I&E is crucial if firms want to compete in today’s market and achieve their objectives, says Carlos Valls
Under the current economic climate, clients are demanding more for less and law firms are looking to retain existing clients while seeking more, eroding the competitors’ market share. Intuition tells us that to achieve these objectives, they need to incorporate an important dose of innovation and entrepreneurship (I&E).
By ‘innovation’, I mean the incorporation of new services and different ways of providing or improving these services. By ‘entrepreneurship’, the attitude that leads to investing resources in getting new clients or more work from, or to better service, existing ones.
This means departing from the traditional approach of an immediate return of our efforts – billing every hour spent working.
This debate has long been held in the larger firms, with usually more developed resources and attention to their management. However, there are certain structures that are particularly apt at fostering I&E (in particular, offering a relevant degree of flexibility), where clients get more interesting offers of services, and there are lessons to be learnt from them as well.
While more common in firms with smaller structures, big firms with an ‘eat what you kill’ Partner remuneration system, particularly common in the US, can also have these features. It is a good exercise, then, to explore these factors and understand how to replicate them.

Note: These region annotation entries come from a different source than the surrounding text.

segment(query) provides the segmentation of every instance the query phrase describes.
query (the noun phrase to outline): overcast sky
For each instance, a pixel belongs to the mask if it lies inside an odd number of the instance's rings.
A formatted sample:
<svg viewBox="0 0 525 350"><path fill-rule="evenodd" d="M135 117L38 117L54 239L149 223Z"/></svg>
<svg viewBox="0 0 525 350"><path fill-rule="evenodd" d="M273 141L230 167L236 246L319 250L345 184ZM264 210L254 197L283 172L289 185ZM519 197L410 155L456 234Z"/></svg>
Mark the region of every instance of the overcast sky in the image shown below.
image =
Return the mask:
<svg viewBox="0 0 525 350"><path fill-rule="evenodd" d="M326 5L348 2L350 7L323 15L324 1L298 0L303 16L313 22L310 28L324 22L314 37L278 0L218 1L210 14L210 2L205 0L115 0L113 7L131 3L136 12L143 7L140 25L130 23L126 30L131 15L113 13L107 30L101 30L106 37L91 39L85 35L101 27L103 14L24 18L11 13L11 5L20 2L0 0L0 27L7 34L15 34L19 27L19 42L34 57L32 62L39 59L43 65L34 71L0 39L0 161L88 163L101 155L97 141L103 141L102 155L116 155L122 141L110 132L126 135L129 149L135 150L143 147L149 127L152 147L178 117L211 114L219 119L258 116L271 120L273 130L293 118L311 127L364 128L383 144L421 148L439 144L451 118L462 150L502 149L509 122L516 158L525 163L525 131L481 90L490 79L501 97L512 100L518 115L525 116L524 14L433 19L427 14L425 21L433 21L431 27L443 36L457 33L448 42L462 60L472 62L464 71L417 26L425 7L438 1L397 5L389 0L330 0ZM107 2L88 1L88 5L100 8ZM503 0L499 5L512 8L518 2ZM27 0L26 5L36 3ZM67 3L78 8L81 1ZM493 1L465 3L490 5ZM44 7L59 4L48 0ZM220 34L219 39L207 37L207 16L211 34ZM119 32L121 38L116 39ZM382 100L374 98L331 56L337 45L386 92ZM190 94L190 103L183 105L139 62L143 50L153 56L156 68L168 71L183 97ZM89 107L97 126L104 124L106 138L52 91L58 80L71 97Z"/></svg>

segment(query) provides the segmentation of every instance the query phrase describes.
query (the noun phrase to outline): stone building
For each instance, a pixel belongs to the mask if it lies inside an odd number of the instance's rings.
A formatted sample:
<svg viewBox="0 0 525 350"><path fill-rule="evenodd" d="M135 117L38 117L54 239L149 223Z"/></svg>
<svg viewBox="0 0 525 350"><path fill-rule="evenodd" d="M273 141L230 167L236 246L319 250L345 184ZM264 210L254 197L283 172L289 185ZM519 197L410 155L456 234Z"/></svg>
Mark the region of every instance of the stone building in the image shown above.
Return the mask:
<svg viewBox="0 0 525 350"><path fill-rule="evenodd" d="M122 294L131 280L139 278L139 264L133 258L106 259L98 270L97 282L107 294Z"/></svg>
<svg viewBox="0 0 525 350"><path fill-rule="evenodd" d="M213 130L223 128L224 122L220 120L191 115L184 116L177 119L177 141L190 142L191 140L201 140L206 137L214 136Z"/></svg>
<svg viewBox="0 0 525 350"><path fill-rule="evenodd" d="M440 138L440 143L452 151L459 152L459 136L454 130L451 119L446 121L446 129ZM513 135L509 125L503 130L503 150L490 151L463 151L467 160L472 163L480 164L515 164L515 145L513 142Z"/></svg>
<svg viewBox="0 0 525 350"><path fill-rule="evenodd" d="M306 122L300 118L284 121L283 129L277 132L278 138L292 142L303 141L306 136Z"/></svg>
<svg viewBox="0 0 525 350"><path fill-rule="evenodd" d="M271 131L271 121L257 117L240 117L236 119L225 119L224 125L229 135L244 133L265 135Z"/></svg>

Smaller firms, due to size and being less of a ‘branded’ firm, may be characterised by the fact that clients and matters follow the professional, or the Partner, rather than the brand. This can clearly be evidenced when a Partner leaves a ‘big brand’ firm to a non-branded firm, and the clients follow.
Less branded firms have, as a general rule, a smaller profit per partner (PPP) – precisely what gives them the powerful flexibility to innovate as necessary. They need not be so strict in the analysis of their professionals’ time and the corporate image, and quality control guidelines may prove to be less stringent. However, it is dangerous to over generalise, as smaller specialised or boutique firms can boast real brand presence within their own sector, compared to the ‘big brand’ firms.

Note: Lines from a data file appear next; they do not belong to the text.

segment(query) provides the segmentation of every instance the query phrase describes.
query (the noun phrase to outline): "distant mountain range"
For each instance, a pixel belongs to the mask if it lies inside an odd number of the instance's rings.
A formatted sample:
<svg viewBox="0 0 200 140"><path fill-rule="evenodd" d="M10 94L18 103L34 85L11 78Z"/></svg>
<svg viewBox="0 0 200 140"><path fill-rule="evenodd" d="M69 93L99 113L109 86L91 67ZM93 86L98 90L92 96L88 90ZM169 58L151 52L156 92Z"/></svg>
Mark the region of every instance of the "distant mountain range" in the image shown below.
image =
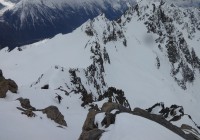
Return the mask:
<svg viewBox="0 0 200 140"><path fill-rule="evenodd" d="M88 19L105 13L119 18L135 0L21 0L0 17L0 46L29 44L69 33ZM5 1L4 1L5 3Z"/></svg>

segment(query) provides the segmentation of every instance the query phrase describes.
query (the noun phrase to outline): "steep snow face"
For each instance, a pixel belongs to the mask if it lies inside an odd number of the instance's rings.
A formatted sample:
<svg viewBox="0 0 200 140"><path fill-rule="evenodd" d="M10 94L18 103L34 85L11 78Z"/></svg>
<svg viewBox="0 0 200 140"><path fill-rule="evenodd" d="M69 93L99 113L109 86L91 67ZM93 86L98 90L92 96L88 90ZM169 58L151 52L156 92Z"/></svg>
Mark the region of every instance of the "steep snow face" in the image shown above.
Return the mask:
<svg viewBox="0 0 200 140"><path fill-rule="evenodd" d="M16 106L13 100L20 96L30 98L37 108L53 104L61 109L66 118L69 117L70 125L66 131L72 132L78 128L80 132L80 123L83 123L87 112L80 106L88 108L91 104L100 105L108 100L117 102L116 96L109 99L105 96L109 87L115 87L121 95L124 94L126 98L123 97L122 101L124 98L128 100L131 108L147 109L157 102L164 102L166 106L177 104L200 124L200 113L196 110L200 100L199 38L197 9L151 2L130 7L118 21L110 21L101 14L70 34L59 34L10 52L8 48L2 49L0 68L5 77L18 83L20 89L18 95L8 94L8 98L2 99L1 106L6 104L9 110L13 110L8 104ZM44 87L48 89L44 90ZM57 104L55 92L64 97L63 105ZM71 109L69 112L66 106ZM70 113L73 114L71 117ZM153 110L152 113L157 112ZM9 115L8 112L5 114ZM76 122L72 117L81 119ZM116 134L115 130L121 131L118 126L121 126L122 118L129 117L119 115L116 126L110 126L108 130L112 130L102 138ZM15 121L14 117L11 119ZM156 130L161 129L137 117L131 120L145 122ZM40 125L41 120L33 121ZM188 122L192 124L183 116L174 124L180 126ZM8 123L5 121L4 126L8 126ZM25 127L26 123L23 124ZM53 132L54 126L48 129L49 133ZM199 131L197 126L195 128ZM168 131L162 130L163 133L160 133L168 136ZM124 131L123 134L126 134ZM69 138L77 139L76 132L67 134ZM62 134L64 138L65 130ZM169 137L179 139L171 133Z"/></svg>
<svg viewBox="0 0 200 140"><path fill-rule="evenodd" d="M58 33L69 33L101 13L116 19L134 3L134 0L21 0L1 16L0 31L4 35L0 35L0 45L13 49Z"/></svg>
<svg viewBox="0 0 200 140"><path fill-rule="evenodd" d="M12 9L14 7L14 3L11 1L6 1L6 0L0 0L0 4L2 4L2 9L0 9L0 16L7 11L8 9Z"/></svg>
<svg viewBox="0 0 200 140"><path fill-rule="evenodd" d="M159 124L128 113L121 113L118 115L115 125L111 125L106 131L108 132L103 134L101 140L130 140L133 138L137 140L183 140L183 138L170 132L170 130L167 130Z"/></svg>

It is important to note, however, that while some smaller firms, usually the ones doing commodity work with low rates, may have lower management constraints, they also have a smaller margin. Their partners have to work really hard to earn a living, putting them at risk of losing precisely the flexibility that is important for I&E.
One major advantage of extra flexibility is that more senior lawyers’ time can be invested in their clients or sectors without expecting immediate reward. Often they charge less than their going rate, do not charge at all or offer very flexible payment terms, as akin to ‘unpublicised probono work’ (a sort of hidden social contribution without recognition).
Another advantage is easier senior involvement in the files, which also stimulates their participation in the decision-making process of the clients, an issue that is not so easy to deal with in ‘branded’ firms. They can even go as far as to extend their services beyond the boundaries of strict legal advice, helping create deals, find counterparts to the transactions, or manage the client in areas such as finance or even strategic decisions.
There is one great value that is easier to develop at particularly flexible firms – vocation: the intrinsic motivation to be a ‘good lawyer’, beyond remuneration, power or status. It is obvious that vocation can be stimulated and found at any firm, but it seems more difficult in those that have Partner Agreements specifying Partners should be up to a certain age, or those whose strategy is to keep PPP as a priority and choose to invite the lesser performing Partners to leave.
Flexibility, senior lawyer involvement and vocation are, in my view, the solid foundations that firms can offer to embrace I&E, be they big, small, branded, less branded, lockstep or with ‘eat what you kill’ remuneration. Ultimately, I&E may be in the genes of some professionals, while in others, it will need to be stimulated.
Beyond the rigid isolated characteristics of size, speciality, leverage or branding, firms that incorporate flexibility, seniority and vocation (and perhaps a very good selection process of their lawyers) will have a strong basis upon which I&E can flourish – to the benefit of both the market and the clients.